Dernière nuit à l’hôtel ; nous venions de faire l’amour, tendrement, comme toujours, et j’avais peur. Peur de perdre quelque chose après ces petites vacances, peur de perdre la paix, tout simplement. Olivier était dans mon dos, et me serra contre lui. Je caressai distraitement son bras, et regardai par la fenêtre que nous avions laissée ouverte.
– Diane, tu es ailleurs depuis quelques heures…
– Tu te trompes.
– Il y a un problème aux Gens, avec Félix ?
– Absolument pas.
– Dis-moi ce qui te travaille.
Qu’il arrête ! Qu’il se taise ! Pourquoi était-il si attentionné, si perspicace ? Je ne voulais pas que ce soit
lui qui fasse éclater notre bulle.
– Rien, je te promets.
Il soupira et embrassa mon cou.
– Tu mens très mal. Tu t’inquiètes pour cette femme, ta propriétaire en Irlande ?
– Tu commences à bien me connaître… c’est vrai, je pense à elle, je n’arrive pas à y croire. Tout ce qu’elle a fait pour m’aider, je m’en rends compte aujourd’hui… Et songer qu’elle peut…non, c’est impossible. Je voudrais faire quelque chose, mais quoi ?
– Commence par l’appeler, ce serait un bon début.
– Je ne sais pas si j’en suis capable.
– Ça va te demander du courage, mais tu es bien plus forte que tu ne le crois. Quand je t’ai rencontrée, j’ai senti ta fragilité, mais tu as des ressources, énormément de ressources. Tu y arriveras.
– Je vais y réfléchir.
Je me tournai vers lui, et l’embrassai. J’avais besoin de le sentir contre moi, de m’accrocher à lui, je refusais de penser aux possibles conséquences de cet appel.
Je mis plus de un mois à me décider et à trouver la bonne occasion pour le faire. Je n’étais jamais seule.

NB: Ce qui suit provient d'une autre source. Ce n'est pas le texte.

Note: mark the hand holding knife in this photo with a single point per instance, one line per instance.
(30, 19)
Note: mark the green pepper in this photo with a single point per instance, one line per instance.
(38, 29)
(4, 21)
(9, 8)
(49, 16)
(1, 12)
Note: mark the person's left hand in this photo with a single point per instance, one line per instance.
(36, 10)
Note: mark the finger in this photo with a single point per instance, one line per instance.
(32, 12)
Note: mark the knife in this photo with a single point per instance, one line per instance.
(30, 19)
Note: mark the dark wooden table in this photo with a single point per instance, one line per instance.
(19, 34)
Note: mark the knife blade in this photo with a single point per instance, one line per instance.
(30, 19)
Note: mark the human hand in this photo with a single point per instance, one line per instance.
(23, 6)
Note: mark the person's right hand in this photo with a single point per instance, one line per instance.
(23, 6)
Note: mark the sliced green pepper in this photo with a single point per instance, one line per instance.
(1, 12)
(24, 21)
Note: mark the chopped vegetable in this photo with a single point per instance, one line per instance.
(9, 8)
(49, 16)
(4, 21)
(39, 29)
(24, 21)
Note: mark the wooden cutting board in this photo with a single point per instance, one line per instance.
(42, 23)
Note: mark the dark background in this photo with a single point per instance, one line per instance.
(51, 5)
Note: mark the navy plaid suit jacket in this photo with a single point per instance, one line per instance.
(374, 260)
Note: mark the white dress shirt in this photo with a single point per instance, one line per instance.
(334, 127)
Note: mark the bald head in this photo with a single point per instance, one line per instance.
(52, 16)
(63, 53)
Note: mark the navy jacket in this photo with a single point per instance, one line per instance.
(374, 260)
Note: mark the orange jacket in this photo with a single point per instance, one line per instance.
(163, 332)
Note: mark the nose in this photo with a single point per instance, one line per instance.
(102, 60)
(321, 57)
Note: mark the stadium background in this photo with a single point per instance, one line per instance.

Aux Gens, Félix était toujours sur mon dos ; le reste du temps j’étais avec Olivier, et je ne me voyais pas téléphoner à Abby avec lui à mes côtés. En vérité, je reculais le moment tellement j’avais peur de ce que je risquais de découvrir. Je profitai des congés de Félix, fin août, pour prendre mon courage à deux mains.
– Allô ?
Bien que sa voix soit teintée de fatigue, je reconnus Abby, et cela m’ôta les mots de la bouche.
– Allô !… Il y a quelqu’un ?
– Abby… c’est moi…
– Diane ? C’est bien vrai ?
– Oui. Pardon de ne pas avoir…
– Tais-toi, ma petite chérie. Je suis si heureuse de t’entendre. Quand Edward nous a annoncé qu’il t’avait vue…
– Il vous a raconté ?
– Encore heureux ! Il nous a dit que tu allais bien, que tu avais rencontré quelqu’un ! C’est magnifique !
Ç’avait le mérite d’être clair.
– Merci… Et toi, comment vas-tu ?
– En pleine forme !
– Abby, grondai-je. Il n’est pas rentré dans les détails, mais Edward m’a dit…
– Il mériterait une bonne leçon pour ça, il n’aurait pas dû te tracasser…
C’était comme si je l’avais quittée la veille.
– Il a eu raison. Que t’arrive-t-il ?
– Eh bien, tu sais, le cœur d’une vieille dame fatiguée…
– Tu n’es pas vieille !
– Tu es mignonne, Diane. Ne t’en fais pas, c’est la vie… C’est bon de t’entendre, tu me manques beaucoup.
– Toi aussi, Abby.
– Oh, si je m’écoutais, je te demanderais bien quelque chose.